On the basis of the above embodiment, the decomposed focal length model includes:
the second input module is used for inputting the word vectors of the two texts to be matched into a decomposition focusing matrix to obtain para-word vectors of the positions of the two word vectors;
the second training unit is used for inputting the comparison result of the para-word vector and the original word vector at the corresponding position into the feedforward neural network for training;
and the second output unit is used for splicing the vectors after position comparison results of the two trained texts are pooled and outputting the vectors to the decision unit.
On the basis of the above embodiment, S12 specifically includes a training step of decomposing the focal length model:
inputting the word vectors of two texts to be matched into a decomposition focusing matrix to obtain para-word vectors of two word vector positions;
inputting the comparison result of the para-word vector and the original word vector at the corresponding position into a feedforward neural network for training;
and splicing vectors after position comparison results of the two trained texts are pooled, and outputting the vectors to the decision unit.

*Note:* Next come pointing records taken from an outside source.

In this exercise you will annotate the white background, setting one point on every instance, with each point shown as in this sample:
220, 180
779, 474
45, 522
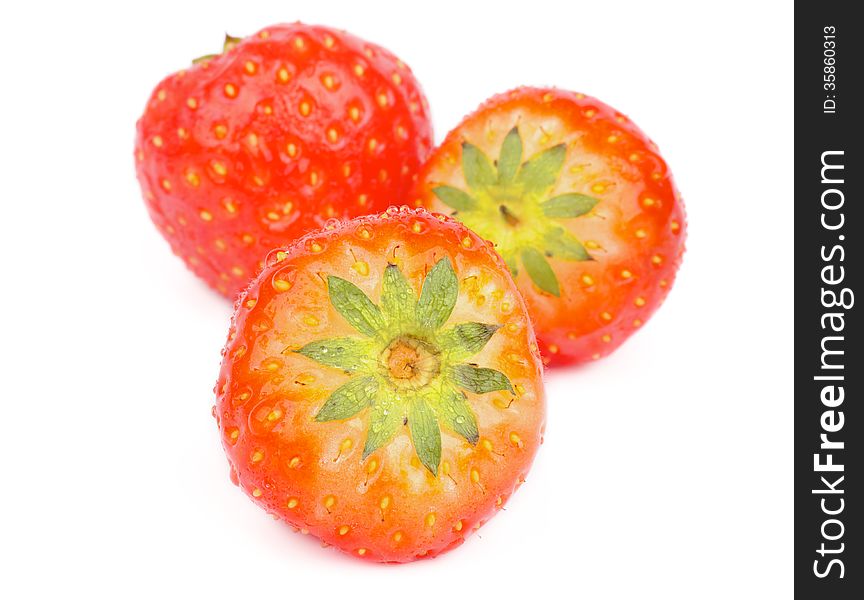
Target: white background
667, 468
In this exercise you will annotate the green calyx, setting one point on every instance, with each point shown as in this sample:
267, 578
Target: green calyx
408, 369
508, 201
229, 42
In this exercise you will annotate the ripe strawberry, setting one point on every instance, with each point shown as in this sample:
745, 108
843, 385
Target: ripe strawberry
381, 386
250, 149
577, 201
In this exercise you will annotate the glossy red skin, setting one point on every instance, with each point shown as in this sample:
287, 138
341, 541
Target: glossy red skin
224, 197
246, 394
576, 328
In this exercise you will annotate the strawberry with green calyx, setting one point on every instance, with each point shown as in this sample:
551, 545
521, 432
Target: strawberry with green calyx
510, 202
579, 203
421, 371
381, 387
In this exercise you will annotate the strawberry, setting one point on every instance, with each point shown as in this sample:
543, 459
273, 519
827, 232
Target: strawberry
250, 149
578, 202
381, 386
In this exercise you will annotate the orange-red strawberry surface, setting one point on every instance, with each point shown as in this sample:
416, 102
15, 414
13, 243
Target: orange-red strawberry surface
381, 386
579, 203
248, 150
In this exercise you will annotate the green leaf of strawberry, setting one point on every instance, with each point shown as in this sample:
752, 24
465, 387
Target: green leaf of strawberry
467, 339
455, 198
398, 300
477, 167
567, 206
511, 156
348, 399
348, 354
480, 380
438, 296
355, 306
541, 170
425, 433
455, 413
512, 204
386, 418
406, 369
540, 271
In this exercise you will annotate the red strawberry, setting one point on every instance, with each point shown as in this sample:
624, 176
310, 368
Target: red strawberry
578, 202
381, 386
252, 148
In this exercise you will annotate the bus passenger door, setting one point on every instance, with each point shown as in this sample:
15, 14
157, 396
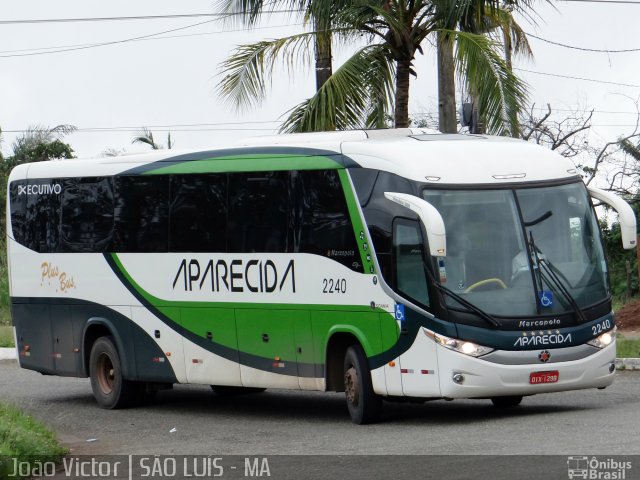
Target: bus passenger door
212, 357
66, 358
33, 333
267, 347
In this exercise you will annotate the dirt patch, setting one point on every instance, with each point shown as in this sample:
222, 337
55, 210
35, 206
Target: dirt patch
628, 317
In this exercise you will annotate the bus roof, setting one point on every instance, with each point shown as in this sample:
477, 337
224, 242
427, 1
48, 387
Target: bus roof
416, 154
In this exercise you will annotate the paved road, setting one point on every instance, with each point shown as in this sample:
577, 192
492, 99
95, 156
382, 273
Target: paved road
589, 422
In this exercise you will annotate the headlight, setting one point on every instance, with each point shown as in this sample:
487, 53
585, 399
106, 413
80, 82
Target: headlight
462, 346
604, 340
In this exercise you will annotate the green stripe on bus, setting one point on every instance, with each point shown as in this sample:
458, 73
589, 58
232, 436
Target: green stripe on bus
358, 227
250, 163
376, 328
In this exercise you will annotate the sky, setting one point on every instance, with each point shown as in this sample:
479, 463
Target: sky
167, 82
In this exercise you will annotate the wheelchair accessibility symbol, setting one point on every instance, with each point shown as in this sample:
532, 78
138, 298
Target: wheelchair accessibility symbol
546, 298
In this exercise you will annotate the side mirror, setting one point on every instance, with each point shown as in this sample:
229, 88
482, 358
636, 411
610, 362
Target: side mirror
429, 216
626, 215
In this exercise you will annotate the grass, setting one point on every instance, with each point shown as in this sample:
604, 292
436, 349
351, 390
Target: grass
628, 347
25, 439
6, 337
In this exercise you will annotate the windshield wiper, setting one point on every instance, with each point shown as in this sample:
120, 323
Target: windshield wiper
547, 272
481, 313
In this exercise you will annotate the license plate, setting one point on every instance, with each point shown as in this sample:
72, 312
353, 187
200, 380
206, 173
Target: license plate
543, 377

Referring to fig. 3, a training process of the decomposed focal length model provided by the embodiment of the present invention is as follows:
the word vector is weight-computed using a neural network, each weight being the focus of decomposition (decompactable Attention). If a word vector in text A is expressed as Ai, a word vector in text B is expressed as BjExpressing the neural network as a function F (), the calculation of the focusing unit in the focusing matrix can be obtained by combining and calculating the corresponding focusing again from the following expression:
eij=F(Ai)TF(Bj)
calculating the para-word vector of the text word vector position by aggregating the matrix and the original word vector: (Ai-ai,Bj-bj). The calculation method is as follows:
Figure BDA0001885747350000081
Figure BDA0001885747350000082
and comparing the para-word vector obtained by the above formula with the original word vector at the corresponding position, wherein the comparison mode is to input the two vectors after splicing into a feedforward neural network.
And integrating the comparison results on the vector positions of the words, and using a Global Average Pooling (Global Average Pooling) mode in the text range.
And splicing the pooled vectors of the two texts, and outputting the spliced vectors to a final linear layer to obtain a final inference result.
On the basis of the above embodiment, S12 specifically includes a training step of enhancing the sequence inference model:
inputting the word vectors of two texts to be matched into a double-growth short-term memory neural network to obtain the hidden state of the two texts in each step;
taking the hidden state of each step of the double-growth short-term memory neural network as the position code of the corresponding text, and inputting the hidden state into a decomposition focusing matrix to obtain the para-position local area codes of the two texts;
inputting the para-position local area codes of the two texts into a long-short term memory neural network to obtain the hidden states of the two texts;
and splicing the vectors of the two texts after the hidden states are pooled, and outputting the spliced vectors to the decision unit.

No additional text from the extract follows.